Thank you for your help.
I use MeCab to divide Japanese sentences.Enter two very similar statements here.
Results
The dictionary used is IPADIC.These two sentences are the same when the Japanese speaker hears them aloud, but if you simply compare them by string, you will see two differences.
Also
In this case,
The result of the split will be different.
After reading aloud, I would like you to judge that these two pairs are the same sentence. Is there a good way?
Thank you for your cooperation.
The part I wrote in the postscript is also valid as an answer, so I transferred it to an answer.
japanese natural-language-processing mecab
It's not perfect yet, but we've made some progress, so we'll move the additional part over here and re-edit it.
UniDic has a background that is not present in the IPADIC."It has a hierarchy of lexical elements, word forms, calligraphy forms, and pronunciation forms, and can give the same heading regardless of the fluctuation of the notation or variation of the word forms."
Look at the CSV file in the dictionary.
Sushi restaurant, 5142, 5142, 9609, noun, common noun, general, *, *, *, Sushiya, Sushiya, Sushiya, Sushiya, Sushiya, Sushiya, Sushiya, Sushiya, Japanese, *, *, *, *
Sushi restaurant, 5142, 5142, 10432, noun, common noun, general, *, *, *, Sushiya, Sushiya, Sushiya, Sushiya, Sushiya, Sushiya, Sushiya, Sushiya, Japanese, *, *, *, *
Sushi restaurant, 5142, 5142, 8402, noun, common noun, general, *, *, *, Sushiya, Sushiya, Sushiya, Sushiya, Sushiya, Sushiya, Sushiya, Sushiya, Japanese, *, *, *, *
I think I can organize it into a sushi restaurant.
However, this is limited to parts of speech (nouns, etc.) that do not involve conjugation.For verbs, etc.

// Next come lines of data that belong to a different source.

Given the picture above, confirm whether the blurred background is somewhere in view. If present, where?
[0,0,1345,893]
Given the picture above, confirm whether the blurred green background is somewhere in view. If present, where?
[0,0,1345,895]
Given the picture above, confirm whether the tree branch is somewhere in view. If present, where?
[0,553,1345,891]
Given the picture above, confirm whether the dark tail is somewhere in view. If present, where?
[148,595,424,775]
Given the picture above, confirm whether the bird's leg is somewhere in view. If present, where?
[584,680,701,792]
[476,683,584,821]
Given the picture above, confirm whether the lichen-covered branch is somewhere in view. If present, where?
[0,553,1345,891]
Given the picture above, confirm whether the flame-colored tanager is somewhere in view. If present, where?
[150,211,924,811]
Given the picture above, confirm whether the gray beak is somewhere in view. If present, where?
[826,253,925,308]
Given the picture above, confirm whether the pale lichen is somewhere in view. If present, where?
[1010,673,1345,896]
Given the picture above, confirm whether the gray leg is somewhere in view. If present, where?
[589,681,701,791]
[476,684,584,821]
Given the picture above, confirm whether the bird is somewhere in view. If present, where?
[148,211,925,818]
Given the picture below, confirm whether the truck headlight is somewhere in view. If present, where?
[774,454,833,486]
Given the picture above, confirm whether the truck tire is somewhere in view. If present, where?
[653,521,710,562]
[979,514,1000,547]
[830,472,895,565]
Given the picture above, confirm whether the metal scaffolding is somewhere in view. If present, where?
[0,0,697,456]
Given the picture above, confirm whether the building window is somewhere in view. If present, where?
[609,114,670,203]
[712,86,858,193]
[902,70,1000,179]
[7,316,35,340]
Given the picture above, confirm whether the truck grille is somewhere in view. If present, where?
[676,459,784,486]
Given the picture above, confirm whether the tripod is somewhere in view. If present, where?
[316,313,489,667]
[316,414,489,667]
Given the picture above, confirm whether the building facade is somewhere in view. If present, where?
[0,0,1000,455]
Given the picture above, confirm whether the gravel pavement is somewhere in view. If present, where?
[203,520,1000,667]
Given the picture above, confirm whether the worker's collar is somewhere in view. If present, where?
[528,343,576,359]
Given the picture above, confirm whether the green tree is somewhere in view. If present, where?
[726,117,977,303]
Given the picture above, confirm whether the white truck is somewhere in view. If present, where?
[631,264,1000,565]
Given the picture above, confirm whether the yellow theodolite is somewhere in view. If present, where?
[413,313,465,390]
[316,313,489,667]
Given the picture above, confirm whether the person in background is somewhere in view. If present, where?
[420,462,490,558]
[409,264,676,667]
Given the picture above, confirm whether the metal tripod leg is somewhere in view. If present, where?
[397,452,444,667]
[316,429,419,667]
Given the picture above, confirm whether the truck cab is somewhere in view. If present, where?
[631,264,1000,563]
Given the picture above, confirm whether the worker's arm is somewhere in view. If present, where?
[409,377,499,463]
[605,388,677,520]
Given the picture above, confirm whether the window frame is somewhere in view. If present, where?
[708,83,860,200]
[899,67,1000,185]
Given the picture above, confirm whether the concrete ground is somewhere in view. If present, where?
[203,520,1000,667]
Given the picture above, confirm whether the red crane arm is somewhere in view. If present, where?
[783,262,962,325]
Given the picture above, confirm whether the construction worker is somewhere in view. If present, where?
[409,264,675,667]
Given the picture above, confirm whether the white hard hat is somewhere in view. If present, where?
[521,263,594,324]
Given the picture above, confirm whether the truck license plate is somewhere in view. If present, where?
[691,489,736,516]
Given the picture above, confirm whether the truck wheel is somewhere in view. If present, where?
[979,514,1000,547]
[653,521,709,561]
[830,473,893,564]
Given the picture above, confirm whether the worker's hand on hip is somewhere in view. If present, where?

Arguised, 1272,1272,14547, Verbs, General, *,*, Lower 1st - La line, Preform - General, Architskarel, Walking tired, Arguitskarel, Arguitskarel, Arguitskarel, Sum, *, *, *, *
tired of walking, 1272, 1272, 12668, verb, general, *, *, lower stage - line - La, preform - general, alkyzkarel, tired of walking, alkyzkale, tired of walking, alkyzkarel, sum, *, *, *, *
So
Sentence 1: I slept tired of walking-> I slept tired of walking
Sentence 2: I fell asleep under the influence of -->I fell asleep
I'd like to judge that these two sentences are the same, but if you replace them with lexical elements and output them,
Sentence 1: I slept tired of walking-> I slept tired of walking
Sentence 2: I fell asleep under the influence of -- >I fell asleep tired of walking
It would be strange for me to say that
in Japanese.This can be improved in two ways:
For example, "sushi restaurants," "sushi restaurants," and "sushi restaurants" have common "sushi restaurants" in their vocabulary.This is
summarizes in .When processing the lines of "sushi restaurant", choose the sushi restaurant with the most similar vocabulary from the same pronunciation of "sushiya."In this way, you can combine three sushi restaurants into one.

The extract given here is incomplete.